AI: The Real Challenge Isn’t Technology
AI is everywhere. Yet many organisations in London’s creative, tech and public sectors invest in tools and still miss expected returns. The difference between pilots and scaled value is not the model. It is adoption. Success depends on readiness across people, data and decision-making, not on buying the latest system.
Bridging the Adoption Gap: People, Data, Outcomes
Beyond Just Buying AI Tools
Common pitfalls derail projects:
- Poor or siloed data that produces unreliable outputs.
- Teams without training, context or trust in AI results.
- Procurement focused on features rather than measurable outcomes.
- No alignment between use case and operational workflows.
Practical steps leaders can take now:
- Define a single, measurable outcome per use case and link it to business metrics.
- Invest in role-based capability building so people can operate, question and improve models.
- Use small, quick pilots that embed into real workflows and measure adoption, not just accuracy.

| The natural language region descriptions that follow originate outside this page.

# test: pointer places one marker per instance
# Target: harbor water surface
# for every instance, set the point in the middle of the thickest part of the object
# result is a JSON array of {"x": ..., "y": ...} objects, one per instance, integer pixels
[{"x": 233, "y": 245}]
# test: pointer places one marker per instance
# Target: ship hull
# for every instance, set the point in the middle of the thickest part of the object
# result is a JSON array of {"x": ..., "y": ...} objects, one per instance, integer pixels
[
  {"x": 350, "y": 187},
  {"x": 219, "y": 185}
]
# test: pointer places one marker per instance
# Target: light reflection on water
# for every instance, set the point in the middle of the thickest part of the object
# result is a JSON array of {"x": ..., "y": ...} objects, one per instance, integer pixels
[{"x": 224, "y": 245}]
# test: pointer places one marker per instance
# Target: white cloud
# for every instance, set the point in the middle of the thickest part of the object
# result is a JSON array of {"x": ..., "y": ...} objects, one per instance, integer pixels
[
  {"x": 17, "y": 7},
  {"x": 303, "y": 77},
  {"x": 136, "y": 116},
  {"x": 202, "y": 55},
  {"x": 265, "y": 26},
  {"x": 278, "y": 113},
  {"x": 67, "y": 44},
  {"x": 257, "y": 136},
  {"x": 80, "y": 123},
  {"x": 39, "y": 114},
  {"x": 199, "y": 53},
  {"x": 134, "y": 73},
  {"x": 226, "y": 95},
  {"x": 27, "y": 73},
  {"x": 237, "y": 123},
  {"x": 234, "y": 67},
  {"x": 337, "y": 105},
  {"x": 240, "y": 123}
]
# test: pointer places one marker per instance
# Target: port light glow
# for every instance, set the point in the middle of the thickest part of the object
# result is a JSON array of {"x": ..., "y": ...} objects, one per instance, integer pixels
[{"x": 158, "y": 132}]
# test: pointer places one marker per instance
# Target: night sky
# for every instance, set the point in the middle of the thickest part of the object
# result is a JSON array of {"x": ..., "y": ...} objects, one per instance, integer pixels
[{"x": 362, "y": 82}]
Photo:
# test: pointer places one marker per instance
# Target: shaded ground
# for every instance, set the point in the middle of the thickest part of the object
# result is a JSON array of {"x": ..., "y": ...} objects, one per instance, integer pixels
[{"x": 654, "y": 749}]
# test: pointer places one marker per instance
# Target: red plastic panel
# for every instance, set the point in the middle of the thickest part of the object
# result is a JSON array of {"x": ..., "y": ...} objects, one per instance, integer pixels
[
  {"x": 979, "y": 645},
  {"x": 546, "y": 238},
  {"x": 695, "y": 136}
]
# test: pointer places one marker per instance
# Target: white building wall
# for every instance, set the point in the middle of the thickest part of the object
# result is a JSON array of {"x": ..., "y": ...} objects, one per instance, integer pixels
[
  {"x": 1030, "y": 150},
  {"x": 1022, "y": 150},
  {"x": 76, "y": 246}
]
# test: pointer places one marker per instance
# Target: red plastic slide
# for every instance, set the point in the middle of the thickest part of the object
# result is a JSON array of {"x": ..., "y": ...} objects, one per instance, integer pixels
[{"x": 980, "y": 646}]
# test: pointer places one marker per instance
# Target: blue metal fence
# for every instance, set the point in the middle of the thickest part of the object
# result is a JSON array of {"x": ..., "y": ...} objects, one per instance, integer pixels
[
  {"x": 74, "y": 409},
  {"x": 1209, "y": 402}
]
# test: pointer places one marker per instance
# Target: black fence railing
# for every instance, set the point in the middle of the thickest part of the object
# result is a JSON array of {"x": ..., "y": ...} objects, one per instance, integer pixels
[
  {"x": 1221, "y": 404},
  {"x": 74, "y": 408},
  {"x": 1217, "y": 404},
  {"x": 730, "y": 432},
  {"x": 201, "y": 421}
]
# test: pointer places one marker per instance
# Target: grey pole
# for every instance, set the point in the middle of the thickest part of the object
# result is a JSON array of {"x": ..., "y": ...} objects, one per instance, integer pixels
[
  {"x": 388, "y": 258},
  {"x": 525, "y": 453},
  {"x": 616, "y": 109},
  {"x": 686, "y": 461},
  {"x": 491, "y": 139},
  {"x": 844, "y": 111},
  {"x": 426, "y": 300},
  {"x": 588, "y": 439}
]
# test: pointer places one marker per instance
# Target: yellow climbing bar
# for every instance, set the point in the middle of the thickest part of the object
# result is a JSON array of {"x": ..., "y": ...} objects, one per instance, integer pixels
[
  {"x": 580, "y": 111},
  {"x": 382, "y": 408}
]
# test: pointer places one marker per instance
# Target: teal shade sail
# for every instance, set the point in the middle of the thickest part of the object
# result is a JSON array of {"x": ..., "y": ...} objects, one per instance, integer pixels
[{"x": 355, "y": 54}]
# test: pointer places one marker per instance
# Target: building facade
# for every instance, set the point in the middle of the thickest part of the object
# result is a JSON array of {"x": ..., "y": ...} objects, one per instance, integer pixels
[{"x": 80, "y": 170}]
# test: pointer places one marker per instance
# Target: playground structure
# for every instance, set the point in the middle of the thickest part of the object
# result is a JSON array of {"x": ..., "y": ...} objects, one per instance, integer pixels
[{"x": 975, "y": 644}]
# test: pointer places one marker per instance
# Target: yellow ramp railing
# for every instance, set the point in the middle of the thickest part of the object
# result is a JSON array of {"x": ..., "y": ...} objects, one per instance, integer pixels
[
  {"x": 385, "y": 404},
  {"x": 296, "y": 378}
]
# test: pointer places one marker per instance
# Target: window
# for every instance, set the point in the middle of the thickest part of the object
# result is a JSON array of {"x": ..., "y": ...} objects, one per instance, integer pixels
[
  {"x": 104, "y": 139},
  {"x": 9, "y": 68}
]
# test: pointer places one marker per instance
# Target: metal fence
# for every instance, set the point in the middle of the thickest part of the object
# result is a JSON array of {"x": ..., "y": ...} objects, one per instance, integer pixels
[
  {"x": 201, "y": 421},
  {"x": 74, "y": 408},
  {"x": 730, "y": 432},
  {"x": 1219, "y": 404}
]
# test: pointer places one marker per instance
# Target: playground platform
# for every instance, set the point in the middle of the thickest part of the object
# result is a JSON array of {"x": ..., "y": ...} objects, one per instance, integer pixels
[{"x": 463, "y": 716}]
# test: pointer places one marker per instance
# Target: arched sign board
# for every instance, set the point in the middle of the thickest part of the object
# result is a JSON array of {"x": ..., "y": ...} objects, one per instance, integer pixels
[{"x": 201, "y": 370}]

Building a Culture of Trust and Readiness
Governance, leadership and communication shape whether AI is adopted. Create clear policies for accountability, explainability and risk. Leaders must sponsor projects and reward behavioural change. Engage staff and citizens with transparent outcomes and controls so trust grows as systems scale.
The True Opportunity of AI
Real success is measured by operational change: faster decisions, cost avoided, new services and higher user satisfaction. Treat AI as a transformative capability that sits in people and processes. Invest in data practices, governance and learning. When adoption leads, technology follows; that is where AI becomes an engine for meaningful change in creative organisations and public services.